ローソンは9月18日、三菱商事、KDDIと合同会見を開き、3社で目指す「未来のコンビニ」構築に向けた取り組みを発表した。KDDIが持つ通信技術などを使い、来春にリアルとテックを掛け合わせたモデル店舗をオープンする。同店での取り組みを横展開することで、2030年度をめどに店舗作業の3割削減を目指す。また、今後はデジタル活用の範囲を広げ、幅広い社会課題の解決も視野に入れていくとした。

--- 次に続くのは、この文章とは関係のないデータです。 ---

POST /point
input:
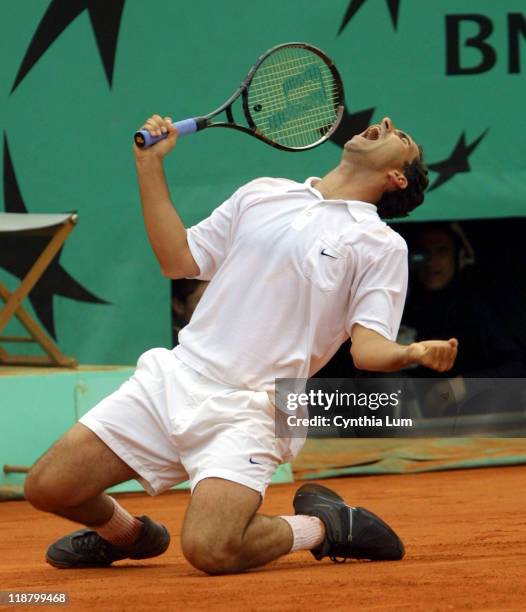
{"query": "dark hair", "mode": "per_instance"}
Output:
(401, 202)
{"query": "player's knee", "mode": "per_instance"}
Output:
(212, 555)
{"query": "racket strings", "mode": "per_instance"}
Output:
(281, 116)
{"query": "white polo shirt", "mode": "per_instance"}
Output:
(290, 273)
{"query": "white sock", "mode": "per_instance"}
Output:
(307, 531)
(122, 529)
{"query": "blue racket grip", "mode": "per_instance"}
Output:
(143, 139)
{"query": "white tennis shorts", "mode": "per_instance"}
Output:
(169, 423)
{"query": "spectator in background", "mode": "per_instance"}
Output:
(444, 301)
(186, 294)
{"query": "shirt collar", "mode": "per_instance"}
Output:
(359, 211)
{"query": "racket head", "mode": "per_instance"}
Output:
(293, 97)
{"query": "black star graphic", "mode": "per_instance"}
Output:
(17, 257)
(356, 5)
(351, 124)
(105, 19)
(457, 162)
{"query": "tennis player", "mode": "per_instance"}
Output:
(294, 269)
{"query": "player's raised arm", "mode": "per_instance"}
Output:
(371, 351)
(164, 227)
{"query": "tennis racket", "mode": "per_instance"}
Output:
(292, 99)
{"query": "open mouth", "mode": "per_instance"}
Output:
(373, 132)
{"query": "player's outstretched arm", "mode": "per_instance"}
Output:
(371, 351)
(164, 227)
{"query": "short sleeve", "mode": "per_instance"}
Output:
(210, 240)
(378, 294)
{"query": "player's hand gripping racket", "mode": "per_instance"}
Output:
(292, 99)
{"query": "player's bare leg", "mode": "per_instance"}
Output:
(222, 533)
(69, 480)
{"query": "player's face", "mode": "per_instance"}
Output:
(382, 146)
(439, 266)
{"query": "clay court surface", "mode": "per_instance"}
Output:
(465, 535)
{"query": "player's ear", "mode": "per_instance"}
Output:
(396, 179)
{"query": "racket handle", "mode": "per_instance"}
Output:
(143, 138)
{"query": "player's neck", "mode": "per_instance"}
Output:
(347, 182)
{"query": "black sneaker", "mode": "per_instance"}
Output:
(86, 548)
(350, 533)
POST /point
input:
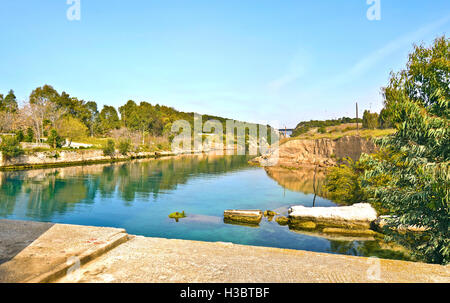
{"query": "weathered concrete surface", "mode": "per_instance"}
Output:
(359, 216)
(161, 260)
(39, 252)
(243, 216)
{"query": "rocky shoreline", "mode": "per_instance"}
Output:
(323, 152)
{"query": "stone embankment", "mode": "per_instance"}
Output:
(46, 252)
(53, 158)
(320, 152)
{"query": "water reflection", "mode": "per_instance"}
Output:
(139, 196)
(57, 190)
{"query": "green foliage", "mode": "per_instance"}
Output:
(20, 136)
(370, 120)
(10, 147)
(9, 102)
(110, 148)
(124, 147)
(71, 128)
(343, 183)
(54, 140)
(108, 120)
(417, 191)
(29, 135)
(304, 126)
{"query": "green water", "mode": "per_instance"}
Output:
(139, 196)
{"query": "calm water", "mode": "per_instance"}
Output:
(139, 196)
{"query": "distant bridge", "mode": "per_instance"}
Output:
(285, 132)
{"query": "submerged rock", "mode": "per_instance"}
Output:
(357, 216)
(243, 216)
(177, 215)
(306, 225)
(350, 232)
(282, 220)
(269, 213)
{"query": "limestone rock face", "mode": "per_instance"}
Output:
(323, 152)
(357, 216)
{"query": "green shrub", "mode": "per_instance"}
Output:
(343, 184)
(54, 140)
(10, 147)
(30, 135)
(20, 136)
(110, 148)
(124, 147)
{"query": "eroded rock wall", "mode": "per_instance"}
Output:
(322, 152)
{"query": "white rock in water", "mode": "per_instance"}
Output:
(356, 212)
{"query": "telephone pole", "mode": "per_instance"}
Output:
(357, 123)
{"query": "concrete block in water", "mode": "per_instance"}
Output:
(243, 216)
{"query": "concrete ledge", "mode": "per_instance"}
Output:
(42, 252)
(357, 216)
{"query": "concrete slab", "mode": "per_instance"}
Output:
(42, 252)
(162, 260)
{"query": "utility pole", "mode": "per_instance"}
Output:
(357, 124)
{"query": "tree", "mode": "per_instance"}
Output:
(20, 136)
(124, 147)
(10, 147)
(71, 128)
(29, 135)
(108, 119)
(92, 116)
(9, 103)
(42, 105)
(417, 190)
(109, 149)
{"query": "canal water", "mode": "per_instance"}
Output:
(139, 196)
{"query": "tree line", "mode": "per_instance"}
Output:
(408, 179)
(53, 115)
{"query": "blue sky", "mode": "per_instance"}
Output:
(254, 60)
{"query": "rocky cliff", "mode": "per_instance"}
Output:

 ローソンを巡っては今年4月、KDDIによるTOBが成立。非上場化を経て、三菱商事とKDDIが50%ずつ出資する共同経営体制に移行した。9月にはローソンの副社長にKDDI出身の雨宮俊武氏が就任。そのほか取締役の入れ替わりもあり、ローソンの役員は現在、三菱商事出身三名、KDDI出身3名の持株比率通りの体制となっている。

 新体制への移行を機に、ローソンは「グローバル・リアル・テック・コンビニエンス」への転身を掲げている。小売りと通信の連携でコンビニのデジタル化を加速させるべく、来春KDDIが移転する新本社(港区高輪)に実験店を構える。オフィスフロアと一般フロアの2店で、効率化と顧客体験向上の様々な施策を展開する計画だ。

 新店舗では、飲料の品出しや清掃などの業務をロボットが代替することで作業の負荷軽減を図る。お客に向けては、スマホレジの導入でスムーズな買い物を提供するほか、AIカメラを活用したサイネージでお客ごとのおすすめ商品を提案する。また、生活の困りごとにリモートで対応する窓口の設置も検討中だ。

飲料の品出しをするロボット
お客の属性をAIカメラで識別し、投影する内容を自動で切り替える棚設置型サイネージ
生活の困りごとにリモートで対応するブースのイメージ

 一方、実験店のオープンに先立ち、Ponta(ポンタ)経済圏の拡大に向けた施策も打っていく。10月2日から、従来の「auスマートパスプレミアム」を「ポンタパス」に刷新。月額548円(税込)は据え置き、ローソンで使えるクーポンの強化や、auペイ払いでポイントを追加付与するなどの施策で来店を促す。これにより会員数を現在の1500万人から2000万人に積み増す考えだ。

 ローソンと親会社の3社は目下、12のテーマからなるワーキンググループを始動し、今後の戦略について議論を重ねている。今般の会見では、三菱商事のパートナーシップや事業ネットワークを活用し、海外展開を強める構想や、防災・交通など自治体との連携を強化し、2030年をめどにローソンをハブ(中核)にしてあらゆる人々が豊かに暮らせる街「ローソン・タウン」を築くビジョンも示された。

 ローソンの竹増貞信社長は、「3社の知見を結集すれば、日販も今の2~3割は伸ばせるポテンシャルがあると見ている。世界一成長し、世界一お客様に評価される店舗を目指していきたい」と力を込めた。